De Jesus v. Sears, Roebuck & Co., Inc., 87 F.3d 65, 69-70 (2d Cir. 1995) (citation omitted) (addressing pleading requirement on motion to dismiss). In assessing "actual domination," courts look to a variety of factors, including the intermingling of corporate and shareholder funds, undercapitalization of the corporation, failure to observe corporate formalities such as the maintenance of separate books and records, failure to pay dividends, insolvency at the time of a transaction, siphoning off of funds by the dominant shareholder, and the inactivity of other officers and directors. Bridgestone/Firestone, Inc. v. Recovery Credit Servs., Inc., 98 F.3d 13, 18 (2d Cir. 1996). Where the complaint relies on conclusory assertions devoid of facts from which it may be inferred both that a parent dominated the subsidiary's business and that the parent acted to defraud the plaintiff, the claim against the parent plead through the mechanism of piercing the corporate veil must be dismissed. De Jesus, 87 F.3d at 70.

Jalili has failed to plead facts sufficient to overcome the presumption of separateness of a corporation. The conclusory assertion that AT&T exercises "dominion and control" over Xanboo and that Xanboo "has no separate will of its own" does not support an inference that would justify disregard of the corporate form. The only fact that Xanboo has alleged that would suggest that Xanboo's separate identity should be disregarded is the letter from AT&T's counsel canceling Xanboo's contracts. But while this suggests that AT&T may have some control over Xanboo's business affairs, it does not rise to the level of the factors cited above, such as failure to pay dividends, inactivity of directors, and the like. Similarly, there is no fact pleaded from which it can be inferred that AT&T used its domination of Xanboo to defraud Jalili. Accordingly, Jalili's claim for breach of contract against AT&T is dismissed.

II. Successor liability "Under both New York law and traditional common law, a corporation that purchases the assets of another corporation is generally not liable for the seller's liabilities." N.Y. v. Bat'l Serv. Indus., Inc., 460 F.3d 201, 209 (2d Cir. 2006). Successor liability attaches only where: "(1) [the successor] expressly or impliedly assumed the predecessor's tort liability,

(2) there was a consolidation or merger of seller and purchaser,

(3) the purchasing corporation was a mere continuation of the selling corporation, or (4) the transaction is entered into fraudulently to escape such obligations." Id.

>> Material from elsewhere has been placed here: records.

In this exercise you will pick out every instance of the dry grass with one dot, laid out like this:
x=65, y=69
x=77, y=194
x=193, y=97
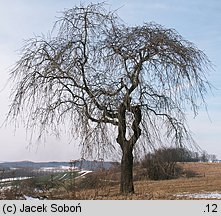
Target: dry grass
x=208, y=179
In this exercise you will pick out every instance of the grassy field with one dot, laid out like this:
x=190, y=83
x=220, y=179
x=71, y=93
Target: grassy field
x=207, y=179
x=104, y=185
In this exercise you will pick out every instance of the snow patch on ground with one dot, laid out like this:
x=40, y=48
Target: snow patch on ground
x=206, y=195
x=14, y=179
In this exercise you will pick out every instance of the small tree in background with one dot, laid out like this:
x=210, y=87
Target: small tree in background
x=109, y=83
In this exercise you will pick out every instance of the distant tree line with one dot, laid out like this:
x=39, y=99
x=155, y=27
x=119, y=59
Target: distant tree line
x=163, y=163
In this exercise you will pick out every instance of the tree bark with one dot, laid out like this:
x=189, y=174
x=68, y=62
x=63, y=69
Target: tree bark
x=126, y=184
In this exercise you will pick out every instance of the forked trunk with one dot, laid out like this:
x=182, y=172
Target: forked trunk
x=126, y=184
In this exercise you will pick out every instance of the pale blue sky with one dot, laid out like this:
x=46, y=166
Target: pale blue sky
x=197, y=21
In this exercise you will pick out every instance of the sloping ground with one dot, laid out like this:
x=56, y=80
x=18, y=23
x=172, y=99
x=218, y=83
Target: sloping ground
x=206, y=185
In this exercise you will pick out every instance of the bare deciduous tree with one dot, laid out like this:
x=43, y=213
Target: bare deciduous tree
x=103, y=79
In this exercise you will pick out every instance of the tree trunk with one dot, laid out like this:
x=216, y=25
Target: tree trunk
x=126, y=184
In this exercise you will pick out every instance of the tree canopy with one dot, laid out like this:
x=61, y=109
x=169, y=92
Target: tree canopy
x=109, y=83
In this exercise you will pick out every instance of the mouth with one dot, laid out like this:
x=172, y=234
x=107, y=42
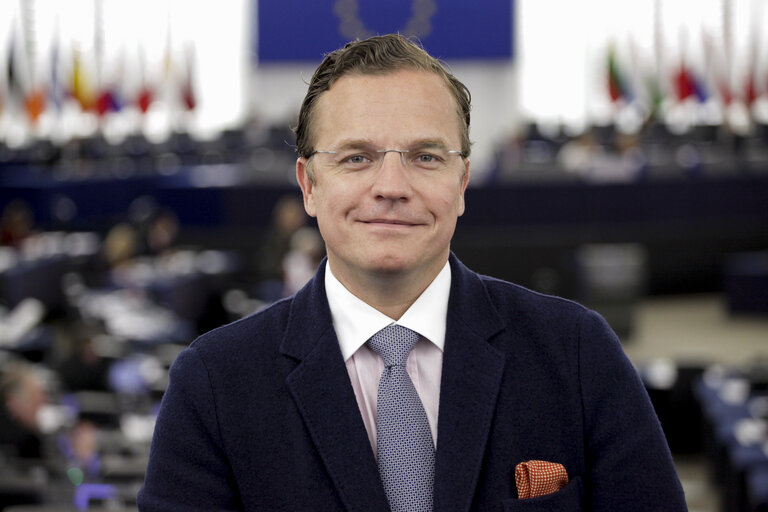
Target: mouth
x=389, y=222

Jalili appears to allege that the second exception for de factor merger applies here. To determine whether there has been a de facto merger, the Court considers whether there was:

(1) continuity of ownership; (2) cessation of ordinary business and dissolution of the acquired corporation as soon as possible; (3) assumption by the purchaser of the liabilities ordinarily necessary for the uninterrupted continuation of the business of the acquired corporation; and (4) continuity of management, personnel, physical location, assets, and general business operation.

Id. Though the Court examines all of the foregoing factors, "continuity of ownership is the essence of a merger," id. at 211 (citation omitted), and therefore the exception cannot apply in its absence. Id.; see also Cargo Partner AG v. Albatrans, Inc., 352 F.3d 41, 46 (2d Cir. 2003) (discussing necessity of providing sufficient factual basis to plead continuity of ownership on motion to dismiss).

Jalili fails to allege facts sufficient to give rise to an inference of "continuity of ownership" between Xanboo and AT&T. In fact, it appears from the complaint that Xanboo has survived the sale of its stock to AT&T as a distinct entity. Jalili simply alleges that "AT&T is in the process of integrating Xanboo's assets into AT&T, leading to an actual or de facto merger of Xanboo into AT&T." The integration of Xanboo's assets into those of AT&T does not necessarily suggest that a de facto merger of the two corporations has taken place, however.